No one does wiggle dresses quite like Oona, but as far as I’m concerned, I don’t think my version is too shabby. The fabric is something I never would have managed to find and buy, mainly because it’s orange. I like orange as a color and as a fruit (my house is even painted orange, and yes, we chose the color on purpose). However, the colors that tend to make me look best when I wear them veer toward the soft pinks and navy blues. Orange is usually one of those colors that doesn’t set me off well. When I have worn orange, I’ve spent my day telling people “no, I’m not sick” or “no, I slept just fine.” This particular fabric, though has the orange interspersed with enough green and white that I don’t think it ends up pulling all my color out of my face, and even if it does, what other color could they possibly have made poppies? Anyway, I acquired it in one of those FabricMart bundles, and I may have shrieked in glee when I pulled it out of the box. It’s a heavy sateen type fabric, probably mostly or all cotton from the way it presses and sews. The selvedge was printed with “Smithsonian Botanical Collection”. I suspect it might actually have been intended as upholstery fabric. Can you imagine this fabric as curtains? I used white batiste to line the entire dress. In retrospect, I probably should have used something slipperier for the skirt portion of the lining.
The bodice is from the By Hand London Flora pattern. I didn’t make any changes to the bodice from my previous Flora. The skirt is the By Hand London Charlotte skirt. I’ve had the skirt pattern for a while, but hadn’t made it up yet. The initial results of this franken-patterning were very nearly tragic. (but since things turned out okay in the end, you can laugh at this next part.)
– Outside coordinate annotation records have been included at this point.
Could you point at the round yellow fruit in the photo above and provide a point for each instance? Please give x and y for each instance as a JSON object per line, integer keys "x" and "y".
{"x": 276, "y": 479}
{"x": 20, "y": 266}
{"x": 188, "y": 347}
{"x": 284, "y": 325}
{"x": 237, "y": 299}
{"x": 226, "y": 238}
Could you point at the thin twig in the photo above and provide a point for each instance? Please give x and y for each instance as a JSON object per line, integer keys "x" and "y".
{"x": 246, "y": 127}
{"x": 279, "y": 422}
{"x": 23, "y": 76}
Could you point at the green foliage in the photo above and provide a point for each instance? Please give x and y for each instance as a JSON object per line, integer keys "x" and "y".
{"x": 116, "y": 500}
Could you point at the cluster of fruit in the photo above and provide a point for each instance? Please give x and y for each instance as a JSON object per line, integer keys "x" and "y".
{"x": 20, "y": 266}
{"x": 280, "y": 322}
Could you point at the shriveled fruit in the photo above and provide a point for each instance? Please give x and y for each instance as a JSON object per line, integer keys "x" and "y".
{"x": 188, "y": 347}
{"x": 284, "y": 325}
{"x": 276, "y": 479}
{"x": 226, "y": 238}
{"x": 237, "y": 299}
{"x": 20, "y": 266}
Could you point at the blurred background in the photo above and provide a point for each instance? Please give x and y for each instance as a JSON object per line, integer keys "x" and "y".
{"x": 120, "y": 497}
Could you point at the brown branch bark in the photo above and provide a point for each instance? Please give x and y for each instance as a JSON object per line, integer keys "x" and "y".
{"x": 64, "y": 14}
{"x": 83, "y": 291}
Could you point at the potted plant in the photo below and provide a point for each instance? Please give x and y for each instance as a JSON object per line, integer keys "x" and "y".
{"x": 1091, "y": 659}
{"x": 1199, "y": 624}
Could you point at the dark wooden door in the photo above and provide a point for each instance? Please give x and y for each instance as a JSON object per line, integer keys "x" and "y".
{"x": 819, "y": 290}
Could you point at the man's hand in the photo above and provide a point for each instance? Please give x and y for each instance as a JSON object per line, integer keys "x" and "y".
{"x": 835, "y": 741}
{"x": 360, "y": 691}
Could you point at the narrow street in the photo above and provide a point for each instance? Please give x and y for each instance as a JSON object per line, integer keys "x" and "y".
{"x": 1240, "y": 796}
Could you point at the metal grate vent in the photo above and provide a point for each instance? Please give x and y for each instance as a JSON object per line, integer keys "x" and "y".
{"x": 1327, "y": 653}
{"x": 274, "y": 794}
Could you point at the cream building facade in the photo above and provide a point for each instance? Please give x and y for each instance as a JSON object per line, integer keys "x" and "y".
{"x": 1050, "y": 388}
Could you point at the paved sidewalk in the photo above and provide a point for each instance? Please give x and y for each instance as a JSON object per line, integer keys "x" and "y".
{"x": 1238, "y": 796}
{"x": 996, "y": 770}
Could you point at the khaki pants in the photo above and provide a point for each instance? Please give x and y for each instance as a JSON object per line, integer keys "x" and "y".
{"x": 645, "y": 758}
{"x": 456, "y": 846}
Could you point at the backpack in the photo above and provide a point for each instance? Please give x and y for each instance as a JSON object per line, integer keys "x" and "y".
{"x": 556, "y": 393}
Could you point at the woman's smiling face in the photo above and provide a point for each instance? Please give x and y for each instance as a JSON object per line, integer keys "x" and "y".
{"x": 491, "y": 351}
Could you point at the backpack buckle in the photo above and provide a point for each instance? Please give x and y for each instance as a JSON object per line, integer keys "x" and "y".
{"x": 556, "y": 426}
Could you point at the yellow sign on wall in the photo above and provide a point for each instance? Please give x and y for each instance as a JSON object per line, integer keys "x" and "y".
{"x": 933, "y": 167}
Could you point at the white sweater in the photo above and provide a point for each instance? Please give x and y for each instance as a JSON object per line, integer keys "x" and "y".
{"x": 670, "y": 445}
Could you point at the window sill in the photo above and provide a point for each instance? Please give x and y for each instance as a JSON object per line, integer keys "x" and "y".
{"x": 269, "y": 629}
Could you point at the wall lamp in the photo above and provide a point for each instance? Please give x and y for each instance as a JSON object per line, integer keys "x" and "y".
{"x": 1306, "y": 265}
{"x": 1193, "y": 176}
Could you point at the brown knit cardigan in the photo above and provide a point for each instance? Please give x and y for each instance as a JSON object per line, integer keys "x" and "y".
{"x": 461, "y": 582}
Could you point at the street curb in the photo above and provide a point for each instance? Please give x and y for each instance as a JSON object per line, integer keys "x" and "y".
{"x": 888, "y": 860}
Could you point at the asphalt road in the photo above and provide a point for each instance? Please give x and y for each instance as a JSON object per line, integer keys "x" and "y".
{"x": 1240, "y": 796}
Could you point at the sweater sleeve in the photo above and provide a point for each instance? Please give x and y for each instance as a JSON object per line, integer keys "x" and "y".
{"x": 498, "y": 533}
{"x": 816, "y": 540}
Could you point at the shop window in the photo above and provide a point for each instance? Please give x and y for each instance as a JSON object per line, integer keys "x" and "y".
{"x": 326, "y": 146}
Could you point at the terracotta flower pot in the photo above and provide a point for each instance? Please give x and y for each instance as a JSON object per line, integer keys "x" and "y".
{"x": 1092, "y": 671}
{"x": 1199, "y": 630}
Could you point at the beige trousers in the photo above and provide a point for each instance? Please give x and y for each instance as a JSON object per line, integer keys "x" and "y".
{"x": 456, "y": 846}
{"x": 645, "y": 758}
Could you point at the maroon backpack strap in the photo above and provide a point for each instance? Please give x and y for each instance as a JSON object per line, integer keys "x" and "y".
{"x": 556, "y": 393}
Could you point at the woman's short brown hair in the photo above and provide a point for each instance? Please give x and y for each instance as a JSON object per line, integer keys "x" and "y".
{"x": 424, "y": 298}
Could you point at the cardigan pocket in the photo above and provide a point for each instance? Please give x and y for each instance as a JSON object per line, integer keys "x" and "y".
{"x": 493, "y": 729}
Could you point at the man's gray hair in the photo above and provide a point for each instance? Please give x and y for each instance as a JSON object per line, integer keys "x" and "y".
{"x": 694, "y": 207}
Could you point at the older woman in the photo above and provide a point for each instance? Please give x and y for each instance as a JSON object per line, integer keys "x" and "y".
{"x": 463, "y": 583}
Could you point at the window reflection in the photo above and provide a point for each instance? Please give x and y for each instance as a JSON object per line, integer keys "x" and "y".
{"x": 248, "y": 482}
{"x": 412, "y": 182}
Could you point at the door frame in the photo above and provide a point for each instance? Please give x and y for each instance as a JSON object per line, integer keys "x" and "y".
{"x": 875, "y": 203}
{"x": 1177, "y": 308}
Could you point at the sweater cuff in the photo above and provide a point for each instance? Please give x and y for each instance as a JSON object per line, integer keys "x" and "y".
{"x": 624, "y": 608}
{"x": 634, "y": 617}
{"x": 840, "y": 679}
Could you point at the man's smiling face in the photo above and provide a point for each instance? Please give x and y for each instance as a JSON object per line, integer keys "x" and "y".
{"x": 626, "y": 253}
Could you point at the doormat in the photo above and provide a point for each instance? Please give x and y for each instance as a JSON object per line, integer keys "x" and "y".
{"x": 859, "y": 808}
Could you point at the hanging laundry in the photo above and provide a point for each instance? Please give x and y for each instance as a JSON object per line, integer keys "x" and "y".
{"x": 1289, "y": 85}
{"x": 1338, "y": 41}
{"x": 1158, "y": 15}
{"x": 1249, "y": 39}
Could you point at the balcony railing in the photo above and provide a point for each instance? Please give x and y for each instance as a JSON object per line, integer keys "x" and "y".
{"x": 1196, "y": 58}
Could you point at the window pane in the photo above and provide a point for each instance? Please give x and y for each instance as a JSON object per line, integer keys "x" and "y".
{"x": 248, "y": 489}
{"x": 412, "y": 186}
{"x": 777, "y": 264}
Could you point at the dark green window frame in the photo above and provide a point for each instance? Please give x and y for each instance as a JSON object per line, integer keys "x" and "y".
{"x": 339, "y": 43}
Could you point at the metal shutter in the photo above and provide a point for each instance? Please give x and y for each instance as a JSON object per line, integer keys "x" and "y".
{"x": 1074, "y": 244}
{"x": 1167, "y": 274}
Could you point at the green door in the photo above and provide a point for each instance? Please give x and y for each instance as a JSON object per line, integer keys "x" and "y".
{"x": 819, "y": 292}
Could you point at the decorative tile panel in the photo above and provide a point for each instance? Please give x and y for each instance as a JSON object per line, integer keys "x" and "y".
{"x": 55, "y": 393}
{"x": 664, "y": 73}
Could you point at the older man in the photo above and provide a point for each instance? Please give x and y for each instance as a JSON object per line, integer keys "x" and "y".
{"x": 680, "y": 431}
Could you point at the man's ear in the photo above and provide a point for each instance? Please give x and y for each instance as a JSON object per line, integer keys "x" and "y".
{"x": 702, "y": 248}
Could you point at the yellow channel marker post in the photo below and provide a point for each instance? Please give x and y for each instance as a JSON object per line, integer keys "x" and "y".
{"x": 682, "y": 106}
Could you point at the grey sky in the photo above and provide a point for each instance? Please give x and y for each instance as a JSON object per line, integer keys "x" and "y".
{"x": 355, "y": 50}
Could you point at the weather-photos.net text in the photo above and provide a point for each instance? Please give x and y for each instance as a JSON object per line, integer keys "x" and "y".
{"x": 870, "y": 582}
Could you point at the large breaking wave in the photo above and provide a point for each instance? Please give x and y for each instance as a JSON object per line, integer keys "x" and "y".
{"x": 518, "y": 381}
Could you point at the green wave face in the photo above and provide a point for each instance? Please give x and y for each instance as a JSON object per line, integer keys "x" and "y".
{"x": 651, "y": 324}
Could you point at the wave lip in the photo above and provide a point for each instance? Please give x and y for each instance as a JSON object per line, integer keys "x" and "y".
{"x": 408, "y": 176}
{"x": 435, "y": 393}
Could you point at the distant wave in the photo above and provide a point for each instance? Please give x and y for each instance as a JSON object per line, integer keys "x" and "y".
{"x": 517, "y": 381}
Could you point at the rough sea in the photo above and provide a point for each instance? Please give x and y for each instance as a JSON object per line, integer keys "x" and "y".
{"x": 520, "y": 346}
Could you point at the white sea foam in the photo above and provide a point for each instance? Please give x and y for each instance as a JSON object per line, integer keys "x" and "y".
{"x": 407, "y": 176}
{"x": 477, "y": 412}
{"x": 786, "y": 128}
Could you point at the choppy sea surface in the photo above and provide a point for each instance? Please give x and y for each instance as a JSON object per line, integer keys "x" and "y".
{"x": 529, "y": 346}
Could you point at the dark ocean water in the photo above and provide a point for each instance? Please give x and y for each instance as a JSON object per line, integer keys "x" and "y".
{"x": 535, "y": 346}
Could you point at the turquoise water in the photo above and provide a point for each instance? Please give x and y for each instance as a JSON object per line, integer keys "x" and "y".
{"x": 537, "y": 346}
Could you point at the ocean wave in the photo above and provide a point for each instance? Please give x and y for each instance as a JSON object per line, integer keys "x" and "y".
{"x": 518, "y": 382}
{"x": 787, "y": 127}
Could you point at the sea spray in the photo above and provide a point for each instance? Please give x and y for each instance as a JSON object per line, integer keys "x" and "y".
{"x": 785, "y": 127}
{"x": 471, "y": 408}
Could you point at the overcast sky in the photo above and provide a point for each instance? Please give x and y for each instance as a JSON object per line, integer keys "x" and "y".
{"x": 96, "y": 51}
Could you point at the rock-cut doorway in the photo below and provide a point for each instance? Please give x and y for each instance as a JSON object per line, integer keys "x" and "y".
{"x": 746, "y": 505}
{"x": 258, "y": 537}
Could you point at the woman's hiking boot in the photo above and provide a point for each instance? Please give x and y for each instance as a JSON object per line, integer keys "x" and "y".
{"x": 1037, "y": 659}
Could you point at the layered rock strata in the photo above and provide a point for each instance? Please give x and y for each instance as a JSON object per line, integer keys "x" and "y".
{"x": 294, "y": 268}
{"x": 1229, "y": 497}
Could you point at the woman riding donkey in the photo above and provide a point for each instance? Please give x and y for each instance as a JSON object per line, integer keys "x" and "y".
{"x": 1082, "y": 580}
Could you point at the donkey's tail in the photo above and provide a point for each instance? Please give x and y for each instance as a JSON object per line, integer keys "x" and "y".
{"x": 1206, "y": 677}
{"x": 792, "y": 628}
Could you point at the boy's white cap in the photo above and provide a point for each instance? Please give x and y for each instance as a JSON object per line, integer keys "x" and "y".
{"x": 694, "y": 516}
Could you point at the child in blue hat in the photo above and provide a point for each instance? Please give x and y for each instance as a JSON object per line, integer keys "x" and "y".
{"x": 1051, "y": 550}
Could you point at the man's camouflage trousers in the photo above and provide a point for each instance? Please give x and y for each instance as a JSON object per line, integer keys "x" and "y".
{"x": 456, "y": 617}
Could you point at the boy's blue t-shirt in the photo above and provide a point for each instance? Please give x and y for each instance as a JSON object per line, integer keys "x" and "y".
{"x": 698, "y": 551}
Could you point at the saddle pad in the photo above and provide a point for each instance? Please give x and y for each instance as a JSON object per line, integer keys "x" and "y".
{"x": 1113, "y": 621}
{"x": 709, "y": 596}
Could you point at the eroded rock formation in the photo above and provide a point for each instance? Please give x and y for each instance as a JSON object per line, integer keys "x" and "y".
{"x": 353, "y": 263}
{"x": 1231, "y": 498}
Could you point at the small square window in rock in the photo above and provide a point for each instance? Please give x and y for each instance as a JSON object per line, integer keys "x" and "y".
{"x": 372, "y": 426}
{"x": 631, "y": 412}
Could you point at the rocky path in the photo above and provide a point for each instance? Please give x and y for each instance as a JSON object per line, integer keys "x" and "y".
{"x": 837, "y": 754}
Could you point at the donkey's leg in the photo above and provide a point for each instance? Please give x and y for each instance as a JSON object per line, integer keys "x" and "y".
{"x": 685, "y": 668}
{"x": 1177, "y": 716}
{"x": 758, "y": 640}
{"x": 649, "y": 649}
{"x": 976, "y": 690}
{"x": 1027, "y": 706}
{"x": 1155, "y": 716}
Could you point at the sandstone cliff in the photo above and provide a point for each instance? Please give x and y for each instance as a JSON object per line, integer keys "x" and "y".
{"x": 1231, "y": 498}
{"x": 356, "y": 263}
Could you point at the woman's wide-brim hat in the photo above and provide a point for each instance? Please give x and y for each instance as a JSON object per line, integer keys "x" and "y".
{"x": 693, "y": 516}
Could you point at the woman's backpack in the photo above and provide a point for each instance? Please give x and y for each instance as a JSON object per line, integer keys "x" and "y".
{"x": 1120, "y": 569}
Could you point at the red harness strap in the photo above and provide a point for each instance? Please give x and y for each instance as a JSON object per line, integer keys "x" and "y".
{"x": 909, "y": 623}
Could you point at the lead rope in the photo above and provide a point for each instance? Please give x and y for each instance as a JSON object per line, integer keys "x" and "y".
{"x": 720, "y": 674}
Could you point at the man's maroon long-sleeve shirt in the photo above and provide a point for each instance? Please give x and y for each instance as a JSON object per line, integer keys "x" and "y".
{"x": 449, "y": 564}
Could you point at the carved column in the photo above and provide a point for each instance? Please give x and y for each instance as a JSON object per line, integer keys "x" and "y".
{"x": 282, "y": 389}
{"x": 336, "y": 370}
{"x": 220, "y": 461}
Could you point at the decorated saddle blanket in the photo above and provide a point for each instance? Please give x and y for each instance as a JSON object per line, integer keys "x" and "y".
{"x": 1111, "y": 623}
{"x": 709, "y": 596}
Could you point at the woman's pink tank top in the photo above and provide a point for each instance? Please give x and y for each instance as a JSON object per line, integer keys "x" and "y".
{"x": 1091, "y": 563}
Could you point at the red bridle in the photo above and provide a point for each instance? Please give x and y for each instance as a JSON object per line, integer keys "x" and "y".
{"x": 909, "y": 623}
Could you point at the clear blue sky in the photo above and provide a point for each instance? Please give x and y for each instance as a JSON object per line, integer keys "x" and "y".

Here you see the dress in motion. I love how this dress hugs my curves, but as you can see, there’s quite a bit of curve there. When I first attached the skirt, thankfully before I put the ruffle on the bottom, I tried it on. It was nearly 11 p.m. I was tired, but trying this dress on was making me feel much more glamorous than I’m usually inclined to feel at that time of the night. I had been wearing leggings with my dress that day and hadn’t taken them off to do the post-zipper-insertion try-on. I noticed some bunching and decided that I should probably take the leggings off to check the fit properly, since I’ll never be wearing leggings with this dress (though a pair of control-top pantyhose is probably in order). I tried to lift the skirt to doff my leggings, and realized that the Charlotte pattern, as drafted, is too pegged for the hem edge to fit over my hips. Now, if I had been making a skirt, I probably would have just told myself that when I wear it, it will have to come down from the waistline like trousers when using the facilities. I briefly thought about what that would be like in a dress and dismissed it as far too impractical. I don’t really want to have a dress that I would have to take off every time I went to the restroom. I don’t really want to find out if women in public restrooms would zip me back up if I asked them nicely. So much for feeling glamorous. I went to bed and thought about what to do to fix it. The skirt was quite long, even though I’d taken off an inch or so from the pattern as I cut it out. To fix my problem, I ended up cutting off 6 inches from the hem of the skirt, and that brought it up to a point in the skirt that was wide enough to fit over my hips. Then I attached the ruffle, and the finished length turned out to hit at a relatively flattering spot on my legs. Hooray! I could go back to feeling glamorous.
I’m not entirely sure where I’m going to wear this dress. It’s got too much va-va-voom to wear to meet for worship. It’s too fancy for the usual running errands and such. It will make a good date night dress. I guess I need to ask Pete out to dinner without the kids.
Since this dress is Oona-inspired, I thought it would be fun to try to have at least one photo similar to a pose/shot that she tends to do. I have this idea that she’s really, really tall because she takes those photos looking down at the camera from a few stairs up that make her look really, really tall. I don’t have any outdoor stairs, though, and my indoor stairs are not at all photogenic, so I had to improvise.
I’m pretty sure I don’t look as tall as Oona, but at least my experiment yielded me an interesting picture.
Stash-Busting Stats: 35/50 projects. 73 1/2 yards.